The monitoring is done carefully to ensure that the attacker does not notice that he/she is being monitored. This system does not have a firewall to enable the attacker to be able o gain access to the data. The honeypot is important as it will enable the administrator of the network to learn about new attacks that the attacker may be intending to perform.
This knowledge gives the administrator an upper hand as it ensures that he/she is able to prevent such an attack before it happens to the actual system.
The honey pot also ensures that the attacker is diverted from the actual system and therefore the harm that may otherwise have been subjected to the system is prevented from occurring. It therefore allows the administrator to stop the attacker while at the same time being able to protect the system.
Conclusion
The explanations above show that any network and in particular the corporate local area network may be subjected to different types of threats. To ensure effective and efficient running of these networks, these threat must be identified. Incase the system is already affected; measures should be put in place to eliminate the threats.
Preventive mechanisms should also be employed to ensure that the system is not vulnerable to these threats. The implementation of these security controls will ensure the smooth running of the system. If the system is used to transmit sensitive data, the integrity of this data will be upheld if controls such as encryption of the information are performed.
References
Bishop, M. (2010). Computer Security. Boston: Pearson.
Bragg, R., Rhodes, M., & Strassberg, K. (2010). Network Security. New York: McGraw Hill.
Cook, B., & Neil, W. (2009). Computer Peripherals. London: Edward Arnold.
Donald, E. K. (2010). Art of Computer Programming. Salt Lake: Addison-Wesley.
Hruska, J., & Keith, J. (2011).

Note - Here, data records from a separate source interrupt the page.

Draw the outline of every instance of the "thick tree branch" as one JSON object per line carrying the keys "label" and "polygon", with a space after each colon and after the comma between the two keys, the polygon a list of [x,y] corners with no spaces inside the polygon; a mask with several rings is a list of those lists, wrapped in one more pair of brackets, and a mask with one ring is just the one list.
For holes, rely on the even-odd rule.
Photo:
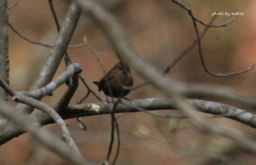
{"label": "thick tree branch", "polygon": [[[0,79],[9,84],[8,17],[7,0],[0,1]],[[0,101],[7,101],[8,94],[0,89]]]}
{"label": "thick tree branch", "polygon": [[183,96],[180,92],[182,89],[179,84],[170,78],[163,77],[159,71],[137,53],[129,43],[123,29],[114,16],[97,2],[89,0],[78,1],[84,11],[91,16],[106,32],[110,42],[120,55],[120,58],[126,60],[138,73],[150,81],[157,89],[170,97],[177,108],[191,117],[192,121],[197,126],[208,133],[216,134],[233,140],[241,147],[246,148],[256,153],[255,141],[252,138],[242,134],[222,128],[217,124],[211,125],[200,115],[195,114],[195,108],[183,100]]}
{"label": "thick tree branch", "polygon": [[[224,115],[224,117],[236,120],[256,128],[256,115],[232,107],[215,102],[195,99],[188,99],[200,112],[215,115]],[[126,101],[129,103],[129,101]],[[134,100],[131,102],[134,107],[141,107],[149,111],[175,109],[175,104],[169,98],[151,98]],[[90,103],[69,105],[65,111],[59,109],[58,112],[62,118],[66,119],[77,116],[84,117],[108,114],[111,113],[111,107],[108,106],[105,102]],[[115,113],[128,113],[140,112],[137,109],[128,107],[118,104]],[[63,113],[63,112],[65,112]],[[54,121],[48,115],[42,112],[33,113],[24,117],[28,120],[32,121],[38,125],[44,125],[53,123]],[[8,125],[3,131],[0,132],[0,144],[18,136],[24,132],[15,124]]]}
{"label": "thick tree branch", "polygon": [[18,112],[15,111],[1,104],[1,115],[14,122],[24,131],[29,132],[35,140],[43,146],[56,153],[63,159],[67,159],[75,164],[95,164],[90,161],[82,159],[76,153],[72,152],[61,140],[39,125],[31,124],[33,121],[28,120]]}
{"label": "thick tree branch", "polygon": [[13,97],[13,99],[15,101],[32,106],[49,115],[59,127],[62,138],[66,142],[71,151],[81,157],[79,150],[71,137],[65,122],[54,109],[43,102],[22,94],[18,94],[14,96]]}
{"label": "thick tree branch", "polygon": [[70,78],[72,79],[72,76],[74,73],[80,73],[82,71],[80,65],[77,63],[69,65],[66,70],[66,71],[46,86],[29,92],[18,92],[18,93],[36,99],[50,95],[55,90]]}
{"label": "thick tree branch", "polygon": [[[75,2],[72,1],[50,54],[30,90],[42,88],[51,81],[75,31],[81,14],[78,5]],[[16,109],[22,110],[28,113],[31,113],[34,109],[31,107],[21,104],[19,104]]]}

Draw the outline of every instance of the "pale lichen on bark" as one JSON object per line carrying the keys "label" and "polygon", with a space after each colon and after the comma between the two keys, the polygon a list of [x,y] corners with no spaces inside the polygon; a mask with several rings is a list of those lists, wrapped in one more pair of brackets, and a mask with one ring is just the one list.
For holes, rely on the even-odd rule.
{"label": "pale lichen on bark", "polygon": [[[7,0],[0,1],[0,78],[9,84],[8,11]],[[0,89],[0,101],[7,101],[8,95]]]}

Computer Security Reference Book. Ohio: Butterworth-Heinmann.
Jyoti, S. (2011). Computer Peripherals and Interfacing. New Delhi: Laxmi Publications.
Kyriazoglou, J. (2010). It Strategic and Operational Controls. London: IT Governance Publishing.
Pfleeger, C. P., & Pfleeger, S. L. (2010). Security in Computing. Upper Saddle River: Prentice-Hall.
Roger, T. (2009). Schaum’s Outline of Computer Networking. New York: McGraw-Hill.
Stallings, W. (2009). Network Security Essentials. Upper Saddle River: Prentice-Hall.